Re: new IL: C (sort of...).



"Marco van de Voort" <marcov@xxxxxxxx> wrote in message
news:slrnh31mqo.ot0.marcov@xxxxxxxxxxxxxxxxxx
On 2009-06-11, Rod Pemberton <do_not_have@xxxxxxxxxxxxx> wrote:
C has the advantage that it can be implemented for the most part using
very
basic computer science concepts, such as addresses and pointers.
However, C
can be made far more portable with slight extensions. Examples of this
is
Objective-C, and OpenStep.

What exactly is C specific in this point, what doesn't go for say Pascal,
Modula-2,Ada etc?


The implementation of arrays and strings and pointers are different. Pascal
is severely lacking in low-level features, and was lacking pointers.
Basically, you're trapped to programming in a limited box that you can't
escape from. I'm not familiar with Modula-2 or Ada. I'm familiar with a
variant of PL/1 which was very Pascal-ish.

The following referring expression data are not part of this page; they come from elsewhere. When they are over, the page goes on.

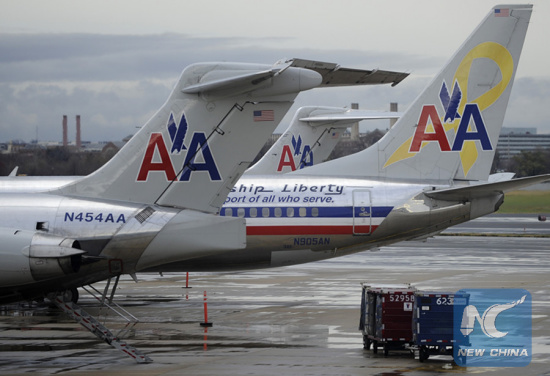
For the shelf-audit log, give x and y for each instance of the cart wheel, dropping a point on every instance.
(366, 343)
(423, 353)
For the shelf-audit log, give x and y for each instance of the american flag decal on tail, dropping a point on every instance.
(264, 115)
(502, 12)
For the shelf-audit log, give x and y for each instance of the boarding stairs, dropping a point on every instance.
(99, 329)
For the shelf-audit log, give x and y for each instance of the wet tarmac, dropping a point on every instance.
(299, 320)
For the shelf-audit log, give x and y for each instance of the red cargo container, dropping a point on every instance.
(387, 317)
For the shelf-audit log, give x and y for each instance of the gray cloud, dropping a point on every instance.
(116, 82)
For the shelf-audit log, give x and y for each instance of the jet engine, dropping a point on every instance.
(29, 256)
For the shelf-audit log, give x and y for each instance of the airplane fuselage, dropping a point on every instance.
(289, 220)
(292, 219)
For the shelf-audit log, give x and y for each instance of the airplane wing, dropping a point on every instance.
(482, 190)
(334, 75)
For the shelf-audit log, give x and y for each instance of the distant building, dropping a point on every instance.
(512, 141)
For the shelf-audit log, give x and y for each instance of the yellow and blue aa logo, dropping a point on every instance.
(462, 114)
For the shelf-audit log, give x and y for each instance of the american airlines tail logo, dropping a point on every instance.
(460, 128)
(198, 156)
(437, 133)
(295, 158)
(488, 320)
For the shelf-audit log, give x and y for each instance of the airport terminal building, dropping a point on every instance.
(512, 141)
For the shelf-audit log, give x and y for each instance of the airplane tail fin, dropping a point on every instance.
(311, 137)
(451, 130)
(198, 144)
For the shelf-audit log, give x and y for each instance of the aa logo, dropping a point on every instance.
(494, 329)
(431, 129)
(198, 157)
(297, 158)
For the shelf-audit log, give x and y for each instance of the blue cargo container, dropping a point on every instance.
(433, 316)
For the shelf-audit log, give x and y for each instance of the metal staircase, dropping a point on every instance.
(99, 329)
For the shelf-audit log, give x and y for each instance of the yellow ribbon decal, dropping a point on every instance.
(490, 50)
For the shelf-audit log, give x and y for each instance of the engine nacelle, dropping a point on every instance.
(28, 256)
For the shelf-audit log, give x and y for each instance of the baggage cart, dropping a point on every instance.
(433, 323)
(386, 316)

- C requires all objects to be at different addresses.
- C requires all C objects to map onto a contiquous sequence of C
characters.
- C implements an "offset operator" which indexes contiguous sequences of C
characters.
- C doesn't implement arrays.
- C does implement an array declaration. That array declaration is
effectively converted into a pointer that can be used with the offset
operator in order to simulate arrays.
- C doesn't implement strings.
- C does simulate "strings", using an all bit-zero character to terminate a
simulated "array"
- etc.

In other words, you only need a contiquous sequence of C characters and an
address, to implement the (non-specialized) features of C, including
"strings" and "arrays". Just due to the way strings are implemented in
Pascal and PL/1 etc., I'd say C fits better with the underlying computing
platform. However, C has numerous other low-level features that most
high-level languages lack. These too add to it's usefulness as an IL.